This is very helpful when breaking up websites that have nested directories or for breaking up the directories themselves when they have more pages than your computer can handle on one crawl.
This functionality is also extremely helpful when working with a CMS that auto generates dynamic pages. If you start a crawl and you begin noticing a large number of the URLs being pulled in have dynamic segments like “?search=” or “?tag=” you’ll most likely want to add those URL segments into the exclude section to clean up your results and reduce the amount of unneeded pages crawled.
Below are a few regular expression examples of the exclude functionality that Screaming Frog highlights on their website.
TIP: It can sometimes be tricky to break up individual directories that have more indexed pages than your computer can handle. You’ll need to leverage both the include and exclude functionalities to accomplish this task.
One possible solution is to break up the directory by URL keyword usage. If a large portion of the URLs in a directory have a specific keyword in them you can use it to your advantage. Run one crawl including URLs in the directory that contain the targeted keyword and then run a separate crawl where you include the directory and exclude the keyword.
The best solution to this problem usually depends on the specific website you’re trying to crawl. Spend some time getting familiar with regular expressions. If you do, you’ll discover many different options for breaking up large directories into crawlable chunks.
Here are a few additional tips that can be helpful for setting up Screaming Frog and crawling large websites.
- If you have a 64-bit machine, ensure you download and install the 64-bit version of Java. If you don’t you’ll run into the error displayed below.

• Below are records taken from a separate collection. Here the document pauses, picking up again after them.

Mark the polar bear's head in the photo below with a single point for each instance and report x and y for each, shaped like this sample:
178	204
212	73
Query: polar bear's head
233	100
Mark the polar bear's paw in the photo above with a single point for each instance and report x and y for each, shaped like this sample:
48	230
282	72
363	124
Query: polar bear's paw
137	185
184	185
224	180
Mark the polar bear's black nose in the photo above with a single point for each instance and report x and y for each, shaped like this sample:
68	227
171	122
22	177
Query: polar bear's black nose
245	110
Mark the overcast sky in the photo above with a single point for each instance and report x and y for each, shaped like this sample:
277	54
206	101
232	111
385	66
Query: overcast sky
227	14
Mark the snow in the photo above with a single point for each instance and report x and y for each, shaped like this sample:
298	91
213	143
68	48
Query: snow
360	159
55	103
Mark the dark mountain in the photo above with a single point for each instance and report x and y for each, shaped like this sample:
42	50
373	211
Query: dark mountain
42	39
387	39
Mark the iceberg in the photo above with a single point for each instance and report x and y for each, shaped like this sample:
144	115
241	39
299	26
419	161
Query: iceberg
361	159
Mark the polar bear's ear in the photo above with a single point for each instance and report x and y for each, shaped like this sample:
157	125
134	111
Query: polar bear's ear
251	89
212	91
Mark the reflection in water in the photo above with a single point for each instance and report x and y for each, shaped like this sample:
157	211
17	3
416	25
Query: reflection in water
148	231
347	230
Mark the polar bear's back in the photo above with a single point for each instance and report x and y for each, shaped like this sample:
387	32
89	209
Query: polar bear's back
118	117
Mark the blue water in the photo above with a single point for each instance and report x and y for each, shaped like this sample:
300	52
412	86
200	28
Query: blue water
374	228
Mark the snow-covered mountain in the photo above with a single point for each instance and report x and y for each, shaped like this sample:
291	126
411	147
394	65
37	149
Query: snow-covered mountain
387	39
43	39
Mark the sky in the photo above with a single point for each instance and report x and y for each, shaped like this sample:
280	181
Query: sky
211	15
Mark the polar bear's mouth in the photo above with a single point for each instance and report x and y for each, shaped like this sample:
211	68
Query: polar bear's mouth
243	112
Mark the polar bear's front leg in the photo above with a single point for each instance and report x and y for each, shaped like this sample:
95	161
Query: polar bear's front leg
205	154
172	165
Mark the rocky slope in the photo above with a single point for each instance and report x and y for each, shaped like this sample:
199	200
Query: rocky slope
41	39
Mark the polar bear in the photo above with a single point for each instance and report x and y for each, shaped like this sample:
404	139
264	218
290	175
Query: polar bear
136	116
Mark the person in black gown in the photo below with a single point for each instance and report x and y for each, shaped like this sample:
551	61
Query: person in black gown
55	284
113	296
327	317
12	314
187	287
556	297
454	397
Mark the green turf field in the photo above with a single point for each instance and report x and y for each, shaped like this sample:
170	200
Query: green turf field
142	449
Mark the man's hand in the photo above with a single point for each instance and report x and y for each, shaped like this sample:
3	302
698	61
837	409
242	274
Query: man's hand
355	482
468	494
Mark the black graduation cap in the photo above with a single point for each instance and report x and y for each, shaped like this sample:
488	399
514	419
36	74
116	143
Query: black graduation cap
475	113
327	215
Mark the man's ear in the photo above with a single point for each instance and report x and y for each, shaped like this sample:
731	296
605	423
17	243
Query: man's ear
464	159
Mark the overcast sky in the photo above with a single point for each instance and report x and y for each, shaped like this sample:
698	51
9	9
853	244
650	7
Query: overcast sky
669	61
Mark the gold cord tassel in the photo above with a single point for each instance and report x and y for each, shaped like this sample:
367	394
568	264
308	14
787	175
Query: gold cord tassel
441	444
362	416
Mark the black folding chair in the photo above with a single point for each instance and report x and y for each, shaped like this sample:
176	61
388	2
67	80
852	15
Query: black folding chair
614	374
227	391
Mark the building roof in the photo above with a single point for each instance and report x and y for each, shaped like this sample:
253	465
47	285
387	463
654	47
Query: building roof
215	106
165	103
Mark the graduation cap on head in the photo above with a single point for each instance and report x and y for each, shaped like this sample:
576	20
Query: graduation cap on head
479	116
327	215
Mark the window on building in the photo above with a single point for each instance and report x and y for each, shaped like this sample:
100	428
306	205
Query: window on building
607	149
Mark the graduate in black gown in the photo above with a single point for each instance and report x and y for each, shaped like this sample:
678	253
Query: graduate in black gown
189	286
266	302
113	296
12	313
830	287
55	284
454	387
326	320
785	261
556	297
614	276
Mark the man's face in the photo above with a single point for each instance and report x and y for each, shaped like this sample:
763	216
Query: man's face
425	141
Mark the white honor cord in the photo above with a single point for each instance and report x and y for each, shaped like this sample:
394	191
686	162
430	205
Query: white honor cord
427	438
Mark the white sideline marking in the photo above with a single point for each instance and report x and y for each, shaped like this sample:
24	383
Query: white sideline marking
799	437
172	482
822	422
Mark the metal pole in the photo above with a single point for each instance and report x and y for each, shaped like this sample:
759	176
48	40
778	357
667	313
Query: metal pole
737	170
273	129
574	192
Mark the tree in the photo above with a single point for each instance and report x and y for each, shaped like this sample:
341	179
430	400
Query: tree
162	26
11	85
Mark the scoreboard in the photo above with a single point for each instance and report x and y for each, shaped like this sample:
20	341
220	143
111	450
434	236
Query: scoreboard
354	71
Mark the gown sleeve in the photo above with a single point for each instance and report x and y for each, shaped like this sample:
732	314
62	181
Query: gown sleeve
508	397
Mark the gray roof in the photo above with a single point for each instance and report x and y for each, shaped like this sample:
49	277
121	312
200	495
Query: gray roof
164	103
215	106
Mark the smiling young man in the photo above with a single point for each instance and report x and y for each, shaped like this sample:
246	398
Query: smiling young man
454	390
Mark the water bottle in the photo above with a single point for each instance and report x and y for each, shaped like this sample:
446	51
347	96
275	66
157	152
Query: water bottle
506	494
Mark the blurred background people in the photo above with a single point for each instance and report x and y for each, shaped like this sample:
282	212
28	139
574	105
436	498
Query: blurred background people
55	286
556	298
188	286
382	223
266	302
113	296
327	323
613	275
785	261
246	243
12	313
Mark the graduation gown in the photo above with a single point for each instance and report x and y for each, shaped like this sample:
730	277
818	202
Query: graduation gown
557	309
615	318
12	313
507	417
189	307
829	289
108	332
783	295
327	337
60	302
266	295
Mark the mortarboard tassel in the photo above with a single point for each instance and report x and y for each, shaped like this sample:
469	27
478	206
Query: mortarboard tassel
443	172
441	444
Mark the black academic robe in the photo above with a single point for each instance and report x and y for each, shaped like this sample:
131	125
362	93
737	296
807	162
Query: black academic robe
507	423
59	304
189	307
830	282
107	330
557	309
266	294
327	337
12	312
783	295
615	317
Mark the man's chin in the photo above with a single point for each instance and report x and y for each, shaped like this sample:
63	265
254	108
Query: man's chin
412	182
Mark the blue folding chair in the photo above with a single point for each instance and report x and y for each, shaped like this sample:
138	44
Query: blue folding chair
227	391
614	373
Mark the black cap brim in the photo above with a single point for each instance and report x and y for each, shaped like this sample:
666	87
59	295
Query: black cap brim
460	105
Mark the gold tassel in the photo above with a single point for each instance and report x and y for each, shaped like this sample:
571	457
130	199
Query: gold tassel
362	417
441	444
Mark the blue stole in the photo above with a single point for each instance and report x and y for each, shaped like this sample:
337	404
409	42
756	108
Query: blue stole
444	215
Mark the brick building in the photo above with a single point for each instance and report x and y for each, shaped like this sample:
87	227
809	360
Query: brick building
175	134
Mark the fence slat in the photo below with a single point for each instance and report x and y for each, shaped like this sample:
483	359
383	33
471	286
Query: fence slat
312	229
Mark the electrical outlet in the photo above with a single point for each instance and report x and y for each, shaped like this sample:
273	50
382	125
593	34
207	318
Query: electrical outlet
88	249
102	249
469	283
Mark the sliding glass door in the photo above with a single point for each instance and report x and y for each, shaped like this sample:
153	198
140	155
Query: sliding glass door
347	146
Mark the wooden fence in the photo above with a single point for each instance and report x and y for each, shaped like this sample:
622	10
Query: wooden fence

- Save crawl backups when getting close to your maximum RAM usage. For example, if your computer can usually handle 700,000 URLs per crawl and you’re in the middle of a crawl that just passed 600,000 URLs it’s a good idea to pause and save in case the high RAM usage eventually causes your computer to freeze up. There’s a default setting in Screaming Frog that’s supposed to pause the software on high memory usage but I’ve experienced situations where it doesn’t always work.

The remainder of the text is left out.